Recep Tayyip Erdoğan Üniversitesi’nden bilim insanlarının Türkiye genelinde yürüttüğü araştırma, koruma altındaki tatlı su kaynaklarının bile yoğun mikroplastik kirliliği ile karşı karşıya olduğunu ortaya koydu. Borçka Baraj Gölü, Şavşat Karagöl, Uzungöl, Sera Gölü, Hazar Gölü, Kürtün Baraj Gölü gibi yedi farklı gölde yapılan incelemelerde hem su hem de sediment (dip tortusu) örneklerinde ciddi miktarda mikroplastik bulundu.
Çalışmaya göre, 1 litre göl suyunda en fazla mikroplastik ortalaması Artvin’deki Borçka Baraj Gölü’nde tespit edildi (0,69 adet/litre). En fazla sediment kirliliği ise yine Artvin’deki Şavşat Karagöl’de ölçüldü (344 adet/kg). Bu göllerin bazılarının koruma altında olmasına rağmen, turizm, balıkçılık ve atık su kaynaklı insan faaliyetlerinin kirlilik üzerinde büyük etkisi olduğu belirtildi.
Araştırmanın yürütücüsü Prof. Dr. Kenan Gedik, başlıca kirlilik nedenlerinin plastik ambalaj atıkları, tekstil ürünlerinden kopan lifler ve balıkçılık ekipmanları olduğunu vurguladı. Özellikle dere yataklarının çöp alanı gibi kullanılması da mikroplastiklerin göllere taşınmasına neden oluyor.

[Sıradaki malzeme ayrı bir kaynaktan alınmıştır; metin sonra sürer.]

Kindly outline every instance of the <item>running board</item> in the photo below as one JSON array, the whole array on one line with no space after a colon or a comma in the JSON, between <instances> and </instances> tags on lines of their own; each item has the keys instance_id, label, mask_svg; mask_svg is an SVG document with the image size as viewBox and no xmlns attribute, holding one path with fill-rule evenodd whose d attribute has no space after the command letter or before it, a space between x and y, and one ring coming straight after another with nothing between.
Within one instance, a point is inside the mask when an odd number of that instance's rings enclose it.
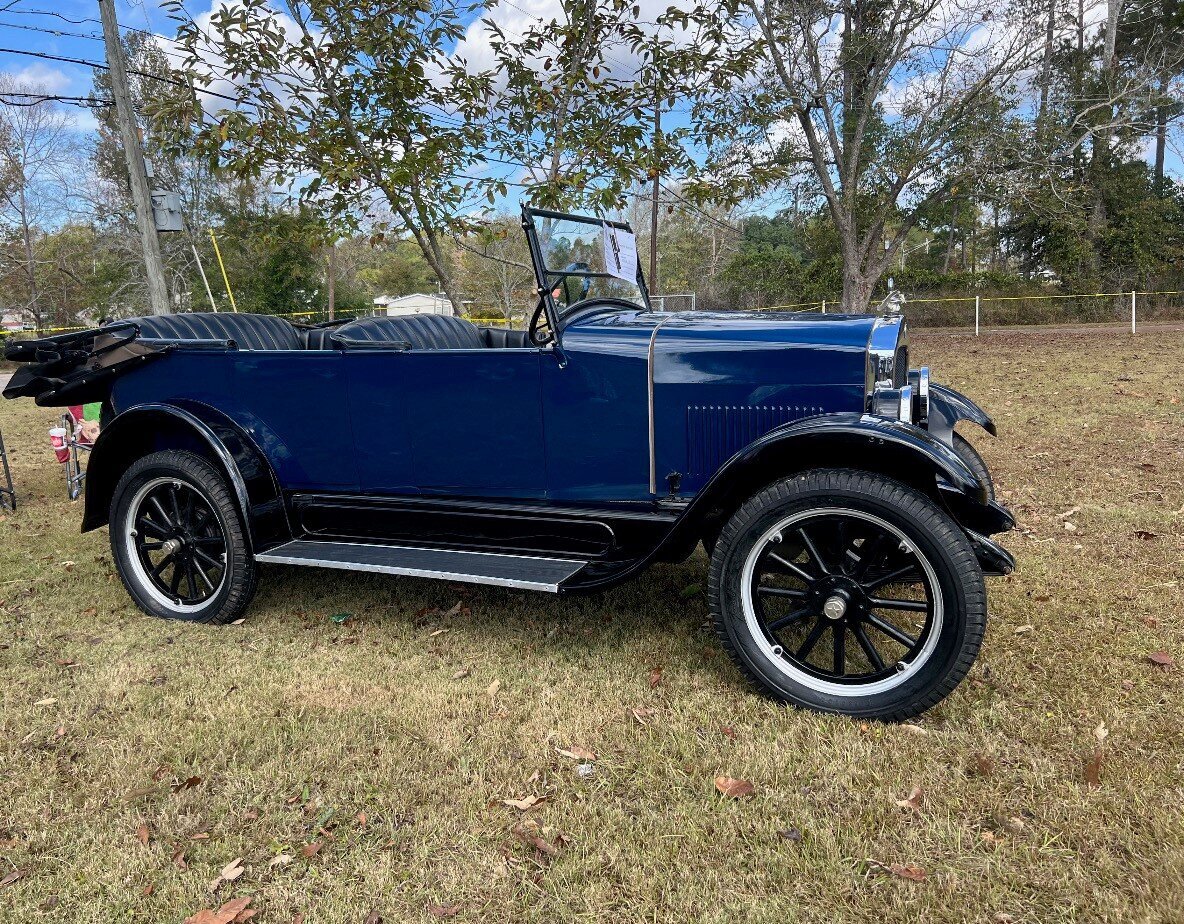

Gedik, kapalı bir ekosistem olan Şavşat Karagöl’de sedimentte yüksek miktarda kirlilik tespit ettiklerini ancak sınırlı su sirkülasyonu nedeniyle su örneklerinde daha az mikroplastik bulunduğunu aktardı. Turistik alanlara olan yoğun insan ilgisinin de kirlenmeyi artırdığına dikkat çekti.
Prof. Dr. Gedik, Türkiye’nin su kaynakları açısından “su fakiri” bir ülke olduğunu ve kişi başına düşen kullanılabilir temiz su miktarının oldukça düşük olduğunu vurguladı. “Suyumuz azalmıyor ama temiz su azalıyor” diyerek, mikroplastiklerin hem bugünü hem geleceği tehdit ettiğini belirtti.